Die Würdigungen durch die Jury und die Textanfänge der fünf nominierten Werke – Serie: Preisverleihung des Schweizer Buchpreises 2010 im Rahmen der BuchBasel in Basel (Teil 2/3)

Alle Nominierten, das sind von links nach rechts: Urs Faes, Melinda Nadj Abonji, Dorothee Elmiger, Pedro Lenz, und Hektor Leibundgut (Theologischer Verlag Zürich), der Kurt Marti vertritt.
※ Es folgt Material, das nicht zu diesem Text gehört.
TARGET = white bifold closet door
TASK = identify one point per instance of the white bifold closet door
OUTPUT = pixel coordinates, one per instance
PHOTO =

Sie führten im Vorfeld zu folgenden Überlegungen: Will man Nadj Abonji den Preis aus oben erwähnten Gründen nicht zuerkennen, wem gebührt er dann? Nur zwei Personen von den fünf Nominierten waren es, für die ihr Werk eine Auszeichnung aus sozusagen übergeordneten Gründen erlaubt hätte. Das eine ist Kurt Marti, für den sein neu erschienenes Buch dennoch die Zusammenfassung von fast 50 Jahre schriftstellerischer Tätigkeit gewesen wäre, ideal, wenn ein Lebenswerk auszuzeichnen wäre, problematisch, wenn es um das Buch 2010 geht. Der andere ist Pedro Lenz, der sich mit „Der Goalie bin ig“ in einheimischer Mundart, die darüber hinaus keine deutsche Ethnie versteht, eine genau so große Nummer geleistet hat, wie die Jury, die dieses Buch in die Liste der fünf besten Bücher aufnahm.

Warum auch nicht? Wenn doch der Schweizer Buchpreis auch mal auf Schweizerisch daherkommt, wäre das dem Selbstbewusstsein des Landes durchaus angemessen. Aber ist sein Buch – abgesehen von der Artistik, die Umgangssprache in Buchstaben und Sätzen wiederzugeben –, besser als „Tauben fliegen auf“ von Nadj Abonji? Wir meinen, die Jury hat einsichtig entschieden und sie hat gut entschieden. Wie dicht in der Bewertung der Jury das Feld allerdings lag, ergaben die jeweiligen Würdigungen für die einzelnen Werke und ihre Verfasser, die von je einem Mitglied der Jury vorgetragen wurden, woran sich – als ebenfalls bewährte Praxis – das Vorlesen der einzelnen Buchanfänge anschloß.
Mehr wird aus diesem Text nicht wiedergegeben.